Advantages of Bottles

  • Overview of consumption: This is key for me. With transparent bottles (I use Elite Fly, which are the lightest) I can see exactly how much I have left. I can plan my hydration and carbohydrate intake.
  • Easy filling: At a spring or from someone's garden tap, a bottle fills much better than a bladder.
  • Variability: Clean water in one bottle, cola in the other. With a bladder you're out of luck – you can't choose.
  • Weight: The system itself is unbeatable in lightness. Two cages and two bottles weigh around 176 grams.

🎒 Hydration Bladder: When You Need More

I turn to a hydration bladder when I need to carry more water, or when my frame is full of other gear.

Where to Put the Bladder?

  1. In a frame bag: Ideally have a bag with a hose outlet. When you have to thread it through a zipper, it breaks and isn't ideal.
  2. On your back (vest/backpack): The most common solution. I use running vests, but for example Apidura also makes specific ones for cycling. A vest is great because besides water you can also carry other small items.

Advantages and Disadvantages of Bladders

A big disadvantage is that you don't know how much you've drunk. You have to estimate it by weight or "sloshing". Maintenance is also more demanding – cleaning the tube from sugary drinks is a pain, so I put only clean water in the bladder.

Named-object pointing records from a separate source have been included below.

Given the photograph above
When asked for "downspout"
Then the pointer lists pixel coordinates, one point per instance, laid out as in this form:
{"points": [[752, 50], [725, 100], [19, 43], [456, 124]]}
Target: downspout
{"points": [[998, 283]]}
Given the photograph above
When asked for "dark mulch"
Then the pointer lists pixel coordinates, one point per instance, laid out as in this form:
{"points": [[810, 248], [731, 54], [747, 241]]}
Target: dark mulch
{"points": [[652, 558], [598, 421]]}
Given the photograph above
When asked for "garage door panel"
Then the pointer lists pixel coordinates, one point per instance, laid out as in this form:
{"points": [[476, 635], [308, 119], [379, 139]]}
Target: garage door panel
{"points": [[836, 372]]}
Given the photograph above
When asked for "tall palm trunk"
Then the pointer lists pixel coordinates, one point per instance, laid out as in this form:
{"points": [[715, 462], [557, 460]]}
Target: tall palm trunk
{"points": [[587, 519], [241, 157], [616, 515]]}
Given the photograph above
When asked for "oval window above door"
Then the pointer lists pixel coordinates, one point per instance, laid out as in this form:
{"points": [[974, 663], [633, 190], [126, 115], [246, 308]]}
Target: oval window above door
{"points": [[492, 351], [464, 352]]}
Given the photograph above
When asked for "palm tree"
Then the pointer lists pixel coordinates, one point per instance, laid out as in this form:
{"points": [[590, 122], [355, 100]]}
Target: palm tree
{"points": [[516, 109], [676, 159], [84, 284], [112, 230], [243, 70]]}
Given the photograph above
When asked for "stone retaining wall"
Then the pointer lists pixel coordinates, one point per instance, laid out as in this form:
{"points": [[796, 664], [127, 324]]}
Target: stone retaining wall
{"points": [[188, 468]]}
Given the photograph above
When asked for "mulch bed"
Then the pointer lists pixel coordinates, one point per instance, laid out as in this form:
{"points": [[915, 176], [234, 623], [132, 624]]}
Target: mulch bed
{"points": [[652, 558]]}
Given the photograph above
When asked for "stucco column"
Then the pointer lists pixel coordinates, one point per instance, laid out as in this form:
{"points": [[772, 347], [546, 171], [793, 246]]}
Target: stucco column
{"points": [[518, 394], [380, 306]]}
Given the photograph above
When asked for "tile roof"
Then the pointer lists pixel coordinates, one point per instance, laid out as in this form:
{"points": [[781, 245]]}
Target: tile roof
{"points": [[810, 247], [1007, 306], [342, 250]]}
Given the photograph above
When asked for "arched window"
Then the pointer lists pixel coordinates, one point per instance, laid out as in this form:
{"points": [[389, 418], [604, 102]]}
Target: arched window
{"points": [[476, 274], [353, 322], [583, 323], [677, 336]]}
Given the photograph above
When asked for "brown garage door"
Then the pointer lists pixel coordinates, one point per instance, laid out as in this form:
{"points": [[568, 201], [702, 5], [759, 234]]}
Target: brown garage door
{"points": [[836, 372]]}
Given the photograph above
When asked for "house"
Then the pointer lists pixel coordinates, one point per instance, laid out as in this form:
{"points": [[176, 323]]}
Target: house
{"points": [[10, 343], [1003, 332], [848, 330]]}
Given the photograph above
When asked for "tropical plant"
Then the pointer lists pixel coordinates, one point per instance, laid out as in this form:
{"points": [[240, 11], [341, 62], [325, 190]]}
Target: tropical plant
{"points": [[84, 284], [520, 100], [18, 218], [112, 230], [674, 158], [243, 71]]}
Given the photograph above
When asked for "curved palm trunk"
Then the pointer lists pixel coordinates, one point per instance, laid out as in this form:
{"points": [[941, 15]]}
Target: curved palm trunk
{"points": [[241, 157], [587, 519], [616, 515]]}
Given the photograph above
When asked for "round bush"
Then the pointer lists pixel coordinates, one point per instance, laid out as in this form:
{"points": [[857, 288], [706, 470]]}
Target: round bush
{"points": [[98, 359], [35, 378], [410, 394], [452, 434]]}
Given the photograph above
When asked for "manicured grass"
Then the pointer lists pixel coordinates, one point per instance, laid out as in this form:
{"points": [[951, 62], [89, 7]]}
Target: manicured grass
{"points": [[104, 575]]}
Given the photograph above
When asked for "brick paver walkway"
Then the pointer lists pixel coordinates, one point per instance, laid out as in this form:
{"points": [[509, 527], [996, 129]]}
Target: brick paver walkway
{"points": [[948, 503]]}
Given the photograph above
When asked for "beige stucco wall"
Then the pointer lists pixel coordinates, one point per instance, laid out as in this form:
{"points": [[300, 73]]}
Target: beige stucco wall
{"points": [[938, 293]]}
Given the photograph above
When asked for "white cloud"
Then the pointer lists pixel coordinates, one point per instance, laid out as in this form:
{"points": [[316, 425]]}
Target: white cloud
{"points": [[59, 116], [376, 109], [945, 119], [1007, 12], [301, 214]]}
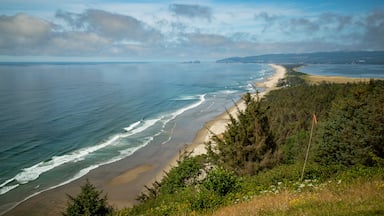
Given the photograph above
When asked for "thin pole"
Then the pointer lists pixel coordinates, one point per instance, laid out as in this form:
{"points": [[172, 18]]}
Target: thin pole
{"points": [[306, 155]]}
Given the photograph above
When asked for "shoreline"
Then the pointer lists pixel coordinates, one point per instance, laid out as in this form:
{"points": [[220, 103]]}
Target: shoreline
{"points": [[124, 180], [219, 123]]}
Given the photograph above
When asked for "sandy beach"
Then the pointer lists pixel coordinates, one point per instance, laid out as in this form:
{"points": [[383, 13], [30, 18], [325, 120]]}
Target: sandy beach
{"points": [[122, 181]]}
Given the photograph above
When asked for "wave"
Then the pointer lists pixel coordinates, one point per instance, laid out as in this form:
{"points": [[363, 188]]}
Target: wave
{"points": [[32, 173], [132, 126], [145, 124], [182, 110], [187, 97]]}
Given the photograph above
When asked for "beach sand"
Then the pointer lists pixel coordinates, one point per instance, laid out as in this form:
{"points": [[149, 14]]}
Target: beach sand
{"points": [[124, 180]]}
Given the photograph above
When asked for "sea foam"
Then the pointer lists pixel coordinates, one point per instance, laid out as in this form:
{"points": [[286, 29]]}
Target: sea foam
{"points": [[32, 173]]}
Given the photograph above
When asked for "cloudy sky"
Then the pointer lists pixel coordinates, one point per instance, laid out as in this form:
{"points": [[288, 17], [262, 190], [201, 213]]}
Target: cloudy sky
{"points": [[185, 30]]}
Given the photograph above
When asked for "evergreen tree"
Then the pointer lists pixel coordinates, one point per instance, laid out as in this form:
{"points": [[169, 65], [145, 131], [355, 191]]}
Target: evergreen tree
{"points": [[88, 203], [248, 145]]}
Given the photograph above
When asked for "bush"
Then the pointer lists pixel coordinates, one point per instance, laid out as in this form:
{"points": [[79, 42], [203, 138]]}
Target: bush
{"points": [[221, 182], [88, 202]]}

On the other hand, the bladder has trump cards that bottles can't beat:

  • Accessibility while riding: On a tough descent where you need both hands on the handlebars, you can easily drink from the hose. Fumbling for a bottle would be risky.
  • Nozzle hygiene: In dusty or muddy conditions (for example on Silk Road Mountain Race, protecting the nozzle is essential. With a bladder the nozzle is high by your shoulder and doesn't get as dirty as a bottle in the frame. I mostly use Force Hydrapak Shape Shift, which can be inverted and cleaned better.
  • Winter: In winter, water in a bottle freezes. On your back you warm it with body heat. (Tip: After drinking, blow the water from the tube back into the bladder, otherwise the tube will freeze).
  • Lightening the bike: If you face a lot of bike carrying, it's better to have 2 kilos of water on your back than on the frame. A lighter bike is easier to handle.

⚖️ Verdict: What to Choose?

It's not black and white. Bottles are lighter, cheaper and more practical for filling. I would definitely maximize their use on road bikes, where you have much more room in the frame and nozzles don't get as dirty.

A hydration bladder is king in rough terrain, in winter and where you need to carry 3 or more litres of water.

I often combine both. Even when I take a bladder, I take at least a small 0.5l bottle with it. Why?

  • I have control – when I finish the bladder, I know I have a reserve in the bottle and need to look for water.
  • I can mix flavours – clean water in the bladder, sugary drink in the bottle.